“Ma ora basta”! Perché la rivoluzione continua…

7136_564017120308604_1824894371_n(di Eva Ziedan). Era il 22 febbraio del 2012 quando la bandiera siriana, quella dell’indipendenza, poi detta della rivoluzione, sventolava sopra gli edifici dell’Università di Aleppo. Le voci nel video (min. 2.05) affermavano “la bandiera della rivoluzione siriana si sta alzando!”. Si riusciva a percepire la gioia dalla voce delle persone, voci che uscivano dal cuore e frantumavano i muri di 40 anni di paura. Urlavano per la libertà, per la dignità. E dicevano: “Traditore è quello che uccide il suo popolo!”.

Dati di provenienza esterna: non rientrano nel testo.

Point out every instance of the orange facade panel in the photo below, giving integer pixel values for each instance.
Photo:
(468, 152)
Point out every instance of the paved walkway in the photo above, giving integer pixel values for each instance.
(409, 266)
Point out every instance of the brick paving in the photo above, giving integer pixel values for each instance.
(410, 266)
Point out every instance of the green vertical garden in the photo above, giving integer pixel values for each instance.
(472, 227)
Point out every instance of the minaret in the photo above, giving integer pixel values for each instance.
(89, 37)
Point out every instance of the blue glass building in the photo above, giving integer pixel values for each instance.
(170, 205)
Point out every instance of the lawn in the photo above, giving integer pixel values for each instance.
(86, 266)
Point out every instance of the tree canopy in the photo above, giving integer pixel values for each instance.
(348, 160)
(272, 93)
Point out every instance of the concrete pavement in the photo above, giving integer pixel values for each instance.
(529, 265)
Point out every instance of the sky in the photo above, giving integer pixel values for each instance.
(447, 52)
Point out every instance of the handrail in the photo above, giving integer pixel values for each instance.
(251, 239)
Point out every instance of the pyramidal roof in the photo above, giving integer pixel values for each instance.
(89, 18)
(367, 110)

Sempre ad Aleppo, il primo giugno dello scorso anno, la bandiera della rivoluzione sventolava sulla  rotonda di Halwanieh a Tariq Al Bab, si cantava mentre si issava la bandiera: “Paradiso… O patria, sei il paradiso!”.

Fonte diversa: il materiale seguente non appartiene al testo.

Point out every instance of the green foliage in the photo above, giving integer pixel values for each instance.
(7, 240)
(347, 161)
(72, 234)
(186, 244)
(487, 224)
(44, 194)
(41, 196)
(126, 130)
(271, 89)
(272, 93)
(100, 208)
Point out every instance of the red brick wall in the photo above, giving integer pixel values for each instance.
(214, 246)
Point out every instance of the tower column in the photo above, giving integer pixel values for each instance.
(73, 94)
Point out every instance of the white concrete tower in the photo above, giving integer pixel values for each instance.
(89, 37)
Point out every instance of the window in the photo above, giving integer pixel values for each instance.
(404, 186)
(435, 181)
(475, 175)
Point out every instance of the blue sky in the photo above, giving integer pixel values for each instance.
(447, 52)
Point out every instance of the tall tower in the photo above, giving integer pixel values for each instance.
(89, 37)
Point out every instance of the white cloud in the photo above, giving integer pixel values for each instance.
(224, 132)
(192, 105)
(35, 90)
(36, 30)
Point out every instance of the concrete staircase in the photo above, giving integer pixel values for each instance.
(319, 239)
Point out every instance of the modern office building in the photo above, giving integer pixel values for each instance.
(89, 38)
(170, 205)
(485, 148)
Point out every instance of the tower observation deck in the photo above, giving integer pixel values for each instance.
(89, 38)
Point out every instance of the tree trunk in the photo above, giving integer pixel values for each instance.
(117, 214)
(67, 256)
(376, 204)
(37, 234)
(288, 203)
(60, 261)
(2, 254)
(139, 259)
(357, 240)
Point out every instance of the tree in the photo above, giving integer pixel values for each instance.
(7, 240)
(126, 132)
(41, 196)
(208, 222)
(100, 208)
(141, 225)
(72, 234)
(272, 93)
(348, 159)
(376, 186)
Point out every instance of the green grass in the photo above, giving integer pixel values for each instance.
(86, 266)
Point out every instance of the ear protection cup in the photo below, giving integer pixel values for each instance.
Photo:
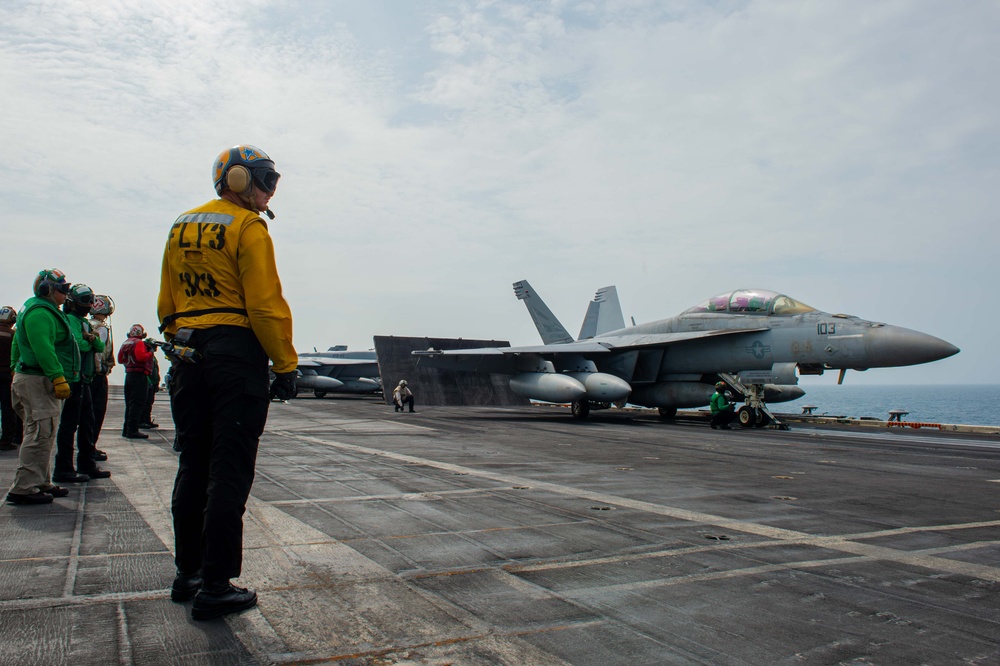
(238, 179)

Ma sono rimasti da soli a vedere il paradiso che stava bruciando. Hanno fatto tutto quello che potevano fare. Hanno filmato ogni dettaglio e hanno tradotto in tutte le lingue ogni fatto e ogni nome.

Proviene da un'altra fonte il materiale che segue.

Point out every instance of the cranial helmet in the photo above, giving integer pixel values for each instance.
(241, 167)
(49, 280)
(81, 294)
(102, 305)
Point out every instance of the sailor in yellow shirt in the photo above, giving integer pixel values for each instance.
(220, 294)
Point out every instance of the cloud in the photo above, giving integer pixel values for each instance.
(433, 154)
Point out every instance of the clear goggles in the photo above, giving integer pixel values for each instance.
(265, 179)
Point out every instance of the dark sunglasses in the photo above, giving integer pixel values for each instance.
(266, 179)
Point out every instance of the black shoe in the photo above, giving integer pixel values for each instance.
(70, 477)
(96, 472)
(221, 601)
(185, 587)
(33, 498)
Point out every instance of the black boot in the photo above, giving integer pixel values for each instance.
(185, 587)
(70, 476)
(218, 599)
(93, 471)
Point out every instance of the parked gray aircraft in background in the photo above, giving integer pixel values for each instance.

Aleppo, 7 giugno 2013. Sempre nella rotonda di Halwanieh, membri della Jabhat an Nusra, hanno ammainato la bandiera della rivoluzione e l’hanno sostituita con quella nera della Nusra. Un giovane attivista aleppino filmava e, con un nodo nella gola, pronunciava le seguenti parole: “Stanno buttando via la bandiera siriana…!”.

Aleppo, il 9 giugno 2013, nella zona di Shaar, c’era Muhammad, un ragazzo che vendeva il caffè in strada per aiutare la sua povera famiglia. Alcuni conoscenti si sono presentati per chiedergli un prestito. Lui, dopo avere detto più volte che non prestava soldi a nessuno, ha risposto: “Anche se scende Maometto io non presto soldi”. Il ragazzo, a quanto dicono i testimoni, è stato ucciso da membri della Commissione legittima (un organismo religioso fondamentalista armato che si arroga il diritto di gestire la cosa pubblica in alcuni quartieri liberati di Aleppo). La commissione ha smentito di essere coinvolta nella vicenda. Ma secondo i testimoni, il motivo dell’uccisione del ragazzo da parte di uomini armati è che il giovane aveva “pronunciato un’espressione offensiva nei riguardi della fede”.

Aleppo, 11 giugno 2013. Attivisti aleppini, i primi che si sono ribellati al regime di Asad, hanno lanciato  la campagna di “Lahoon wa bas, ma ora basta. È una campagna giovanile nata come reazione ai numerosi errori da parte della commissione legittima e di tutte le brigate estremiste, che vogliono imporre la loro ideologia con la forza. Con l’uccisione di Muhammad – il giovane di Aleppo – queste sigle hanno superato il limite.

I giovani di “Lahoon wa bas” sono scesi in strada, si sono recati davanti alla sede della commissione legittima e hanno urlato: “Vergognatevi! Questo non è l’Islam”. Hanno urlato “Ashar’iyah saret jawieh!… la commissione legittima è diventata come i servizi di sicurezza dell’Aeronautica!”, in riferimento a una delle più temibili agenzie di controllo e repressione del regime di Damasco. Sono andati anche alla sede della Nusra, chiedendo di andare via dalla città, di rimanere sulla linea del fronte a combattere e non di intervenire nelle questioni civili urbane. Hanno giurato di non dimenticare il sangue del ragazzo ucciso.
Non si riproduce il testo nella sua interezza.